新型クラウンの“仕上がり”はどうなのか、チェックした:池田直渡「週刊モータージャーナル」(5/6 ページ)
新型クラウンが登場した。前編では「なぜ大変貌を遂げたのか」その理由などを紹介したが、後編では「仕上がり」を解説する。デザインやインテリアなどは……。
気になる点が2つ
さて、ずいぶんと持ち上がるなあと思うかもしれないが、気になる点は2つある。
1つはやはりGA-Kプラットフォームの限界である。それは一部を除いて性能不足ということではない。シャシー性能そのものに概ね不足はない。実際にやってみたわけではないが、その手前までの挙動をみると限界域に持ち込んだときの挙動は、おそらくは安心安全方向のもので、15代目の様な追い込めば追い込むほど精度感が強まっていく攻めたものではない。
先代のデビュー時に「クラウンをニュルで鍛えてどうすんだ」という声はかなりあったので、そうした意味では今回の方向は正しいことになる。足りる足りないの先の領域での余剰性能において、今回のモデルは無駄を省いている。

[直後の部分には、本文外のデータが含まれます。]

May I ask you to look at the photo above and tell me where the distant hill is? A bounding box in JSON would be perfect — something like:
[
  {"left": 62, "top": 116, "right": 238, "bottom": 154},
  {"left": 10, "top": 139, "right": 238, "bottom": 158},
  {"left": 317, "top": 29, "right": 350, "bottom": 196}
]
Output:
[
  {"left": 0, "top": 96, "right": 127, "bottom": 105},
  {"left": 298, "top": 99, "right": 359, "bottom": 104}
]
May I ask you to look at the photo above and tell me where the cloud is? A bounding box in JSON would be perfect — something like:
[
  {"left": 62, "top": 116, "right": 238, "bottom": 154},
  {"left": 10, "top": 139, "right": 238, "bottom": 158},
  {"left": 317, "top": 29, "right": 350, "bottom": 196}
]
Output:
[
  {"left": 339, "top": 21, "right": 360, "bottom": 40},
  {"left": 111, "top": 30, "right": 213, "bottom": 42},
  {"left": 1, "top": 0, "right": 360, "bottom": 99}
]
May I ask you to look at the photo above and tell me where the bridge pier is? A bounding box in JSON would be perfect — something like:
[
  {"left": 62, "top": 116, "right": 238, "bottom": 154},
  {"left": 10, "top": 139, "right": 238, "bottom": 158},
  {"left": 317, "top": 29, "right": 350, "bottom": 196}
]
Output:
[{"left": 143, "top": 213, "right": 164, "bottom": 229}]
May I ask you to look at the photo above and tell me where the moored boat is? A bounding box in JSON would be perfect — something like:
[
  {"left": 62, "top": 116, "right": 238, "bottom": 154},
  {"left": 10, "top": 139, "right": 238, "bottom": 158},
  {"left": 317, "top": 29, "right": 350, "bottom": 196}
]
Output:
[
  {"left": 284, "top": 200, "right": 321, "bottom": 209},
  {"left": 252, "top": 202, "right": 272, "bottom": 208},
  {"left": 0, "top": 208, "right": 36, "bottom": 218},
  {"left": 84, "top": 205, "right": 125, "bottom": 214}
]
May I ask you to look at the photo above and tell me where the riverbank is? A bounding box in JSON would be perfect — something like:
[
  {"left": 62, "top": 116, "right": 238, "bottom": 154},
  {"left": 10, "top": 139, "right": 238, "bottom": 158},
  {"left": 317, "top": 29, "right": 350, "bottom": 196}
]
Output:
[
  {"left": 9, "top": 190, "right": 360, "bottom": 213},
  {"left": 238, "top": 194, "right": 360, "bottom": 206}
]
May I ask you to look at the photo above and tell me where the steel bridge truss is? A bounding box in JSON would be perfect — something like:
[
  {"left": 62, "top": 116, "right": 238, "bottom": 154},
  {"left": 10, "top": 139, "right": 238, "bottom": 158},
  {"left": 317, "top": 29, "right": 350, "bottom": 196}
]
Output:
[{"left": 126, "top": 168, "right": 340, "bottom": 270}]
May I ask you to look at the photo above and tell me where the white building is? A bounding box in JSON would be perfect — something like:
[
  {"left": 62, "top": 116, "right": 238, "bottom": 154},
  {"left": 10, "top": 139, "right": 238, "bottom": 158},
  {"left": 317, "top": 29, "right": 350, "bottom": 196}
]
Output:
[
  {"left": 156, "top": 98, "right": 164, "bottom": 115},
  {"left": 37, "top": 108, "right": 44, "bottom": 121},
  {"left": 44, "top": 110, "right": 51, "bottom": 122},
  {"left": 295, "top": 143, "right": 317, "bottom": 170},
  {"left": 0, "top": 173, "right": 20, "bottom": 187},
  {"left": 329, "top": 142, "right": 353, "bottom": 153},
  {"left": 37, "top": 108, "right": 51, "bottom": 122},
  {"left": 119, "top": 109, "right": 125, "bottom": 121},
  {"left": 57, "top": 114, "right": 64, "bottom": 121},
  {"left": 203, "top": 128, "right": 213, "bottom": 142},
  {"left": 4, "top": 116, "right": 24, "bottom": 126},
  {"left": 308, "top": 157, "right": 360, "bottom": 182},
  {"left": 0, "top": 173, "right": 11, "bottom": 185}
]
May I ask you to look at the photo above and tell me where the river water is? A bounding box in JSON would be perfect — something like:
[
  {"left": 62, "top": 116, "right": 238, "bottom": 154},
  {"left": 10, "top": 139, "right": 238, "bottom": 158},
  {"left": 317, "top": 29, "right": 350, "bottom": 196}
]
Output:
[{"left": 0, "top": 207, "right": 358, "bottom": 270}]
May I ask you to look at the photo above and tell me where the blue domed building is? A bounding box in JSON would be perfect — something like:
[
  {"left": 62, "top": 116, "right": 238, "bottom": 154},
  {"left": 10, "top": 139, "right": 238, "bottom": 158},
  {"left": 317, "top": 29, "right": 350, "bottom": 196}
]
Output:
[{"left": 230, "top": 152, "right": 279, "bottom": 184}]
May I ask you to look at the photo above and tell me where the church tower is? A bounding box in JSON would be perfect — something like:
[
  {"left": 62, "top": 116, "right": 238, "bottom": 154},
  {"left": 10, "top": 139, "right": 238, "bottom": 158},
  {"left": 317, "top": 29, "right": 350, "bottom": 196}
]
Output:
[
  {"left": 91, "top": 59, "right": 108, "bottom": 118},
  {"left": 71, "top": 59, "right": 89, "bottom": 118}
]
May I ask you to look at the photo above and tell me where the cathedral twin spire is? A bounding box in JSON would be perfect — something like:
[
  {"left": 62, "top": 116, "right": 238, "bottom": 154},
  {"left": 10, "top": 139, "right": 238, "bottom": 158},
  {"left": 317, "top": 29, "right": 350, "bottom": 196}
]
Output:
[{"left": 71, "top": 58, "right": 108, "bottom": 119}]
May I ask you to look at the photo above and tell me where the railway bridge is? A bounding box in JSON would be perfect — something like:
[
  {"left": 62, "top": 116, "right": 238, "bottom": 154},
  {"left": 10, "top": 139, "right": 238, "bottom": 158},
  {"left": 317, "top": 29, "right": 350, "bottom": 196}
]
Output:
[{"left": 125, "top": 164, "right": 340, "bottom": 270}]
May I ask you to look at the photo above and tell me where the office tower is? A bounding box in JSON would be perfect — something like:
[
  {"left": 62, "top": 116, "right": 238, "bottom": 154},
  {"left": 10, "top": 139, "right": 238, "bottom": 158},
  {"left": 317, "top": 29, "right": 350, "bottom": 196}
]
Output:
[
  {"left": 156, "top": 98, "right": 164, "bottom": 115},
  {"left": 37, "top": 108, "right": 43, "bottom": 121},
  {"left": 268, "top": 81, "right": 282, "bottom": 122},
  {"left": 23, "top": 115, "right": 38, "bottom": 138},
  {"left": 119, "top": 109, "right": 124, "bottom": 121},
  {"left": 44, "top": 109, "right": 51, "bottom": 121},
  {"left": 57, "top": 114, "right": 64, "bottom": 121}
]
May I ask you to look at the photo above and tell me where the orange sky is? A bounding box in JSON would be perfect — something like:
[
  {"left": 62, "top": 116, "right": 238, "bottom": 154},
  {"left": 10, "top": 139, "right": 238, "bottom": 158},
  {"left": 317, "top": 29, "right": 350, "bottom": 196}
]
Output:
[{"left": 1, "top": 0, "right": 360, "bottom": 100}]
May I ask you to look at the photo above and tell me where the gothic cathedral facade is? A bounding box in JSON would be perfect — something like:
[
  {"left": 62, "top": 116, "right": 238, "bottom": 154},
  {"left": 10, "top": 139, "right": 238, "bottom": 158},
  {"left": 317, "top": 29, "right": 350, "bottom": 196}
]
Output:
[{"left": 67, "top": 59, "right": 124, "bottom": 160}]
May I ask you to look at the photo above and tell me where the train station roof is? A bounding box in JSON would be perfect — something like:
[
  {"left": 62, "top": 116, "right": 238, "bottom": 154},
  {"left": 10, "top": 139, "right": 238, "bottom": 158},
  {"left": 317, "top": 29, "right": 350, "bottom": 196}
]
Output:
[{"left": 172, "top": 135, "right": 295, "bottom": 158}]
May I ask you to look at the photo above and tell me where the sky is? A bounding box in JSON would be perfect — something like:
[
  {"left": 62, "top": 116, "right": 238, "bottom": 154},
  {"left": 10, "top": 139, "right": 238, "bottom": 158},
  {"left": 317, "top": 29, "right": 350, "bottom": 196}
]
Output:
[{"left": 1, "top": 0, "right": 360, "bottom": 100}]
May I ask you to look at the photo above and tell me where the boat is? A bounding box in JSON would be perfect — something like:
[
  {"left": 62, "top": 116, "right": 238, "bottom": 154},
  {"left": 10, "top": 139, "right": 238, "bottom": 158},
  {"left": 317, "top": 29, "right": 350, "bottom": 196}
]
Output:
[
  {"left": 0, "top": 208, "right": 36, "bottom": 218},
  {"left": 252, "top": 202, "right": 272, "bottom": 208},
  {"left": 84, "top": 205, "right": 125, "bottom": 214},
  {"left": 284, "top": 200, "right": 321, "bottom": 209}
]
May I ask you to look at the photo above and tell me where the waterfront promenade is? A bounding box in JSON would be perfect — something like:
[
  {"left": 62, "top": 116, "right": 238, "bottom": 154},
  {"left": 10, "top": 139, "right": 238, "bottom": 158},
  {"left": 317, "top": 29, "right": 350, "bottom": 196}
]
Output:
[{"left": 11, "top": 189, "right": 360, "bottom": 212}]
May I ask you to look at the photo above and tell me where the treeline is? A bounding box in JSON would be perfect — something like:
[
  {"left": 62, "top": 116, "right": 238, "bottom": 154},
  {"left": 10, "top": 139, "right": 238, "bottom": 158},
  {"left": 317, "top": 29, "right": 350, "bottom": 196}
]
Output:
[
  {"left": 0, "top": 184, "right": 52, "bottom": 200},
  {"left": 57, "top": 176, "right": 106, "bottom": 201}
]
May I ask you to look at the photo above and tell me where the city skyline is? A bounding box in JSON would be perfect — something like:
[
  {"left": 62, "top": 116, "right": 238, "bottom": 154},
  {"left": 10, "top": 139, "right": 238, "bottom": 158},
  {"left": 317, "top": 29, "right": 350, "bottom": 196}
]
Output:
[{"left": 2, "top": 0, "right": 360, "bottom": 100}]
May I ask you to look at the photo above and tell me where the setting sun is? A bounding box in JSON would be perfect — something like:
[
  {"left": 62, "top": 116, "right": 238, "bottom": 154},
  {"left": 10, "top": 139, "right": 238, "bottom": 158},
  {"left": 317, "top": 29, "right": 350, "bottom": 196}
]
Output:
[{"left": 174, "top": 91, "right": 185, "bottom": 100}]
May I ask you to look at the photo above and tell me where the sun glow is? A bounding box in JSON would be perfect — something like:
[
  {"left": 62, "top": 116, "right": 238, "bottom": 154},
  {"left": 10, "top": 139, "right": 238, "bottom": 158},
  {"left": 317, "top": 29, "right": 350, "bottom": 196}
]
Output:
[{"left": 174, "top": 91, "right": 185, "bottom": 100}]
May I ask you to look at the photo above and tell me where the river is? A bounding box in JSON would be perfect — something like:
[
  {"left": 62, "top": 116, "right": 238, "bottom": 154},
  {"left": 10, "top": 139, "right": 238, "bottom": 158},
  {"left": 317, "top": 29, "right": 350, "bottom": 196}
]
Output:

もう1つ、ここが「一部を除いて」と書いた部分だが、床板の振動問題である。これはTNGA世代の横置きエンジンプラットフォームに共通する問題で、Cプラットフォームほどではないものの、Kプラットフォームもまたその点において最上級ではない。そこには15代目に採用されていた、縦置きレイアウトかつ、フラッグシップシャシーのGA-Lプラットフォームとの差が出ている。深いレベルでの高級感は先代の勝ち。新型はそれと比べると見劣りするが、いろんな意味で最適化だとも言える。
身もフタもない話をすれば、GA-Lはフラッグシップシャシーであり、GA-Kはひとつ下。そこには違いがあって当然だ。そして何より、新型はそのぶん安くなってもいる。ほぼ使わない領域での走りの質と、ひどくはないが、上にはもっと上がある床の振動。それらを高レベルで追求したクルマがマーケットから支持されなかったのであれば、それらの性能の犠牲になっていた価格を下げて余剰を切るのは常道だろう。やっていることには文句は付けられないが、15代目をなくした今になって、少し残念な気持ちは否めない。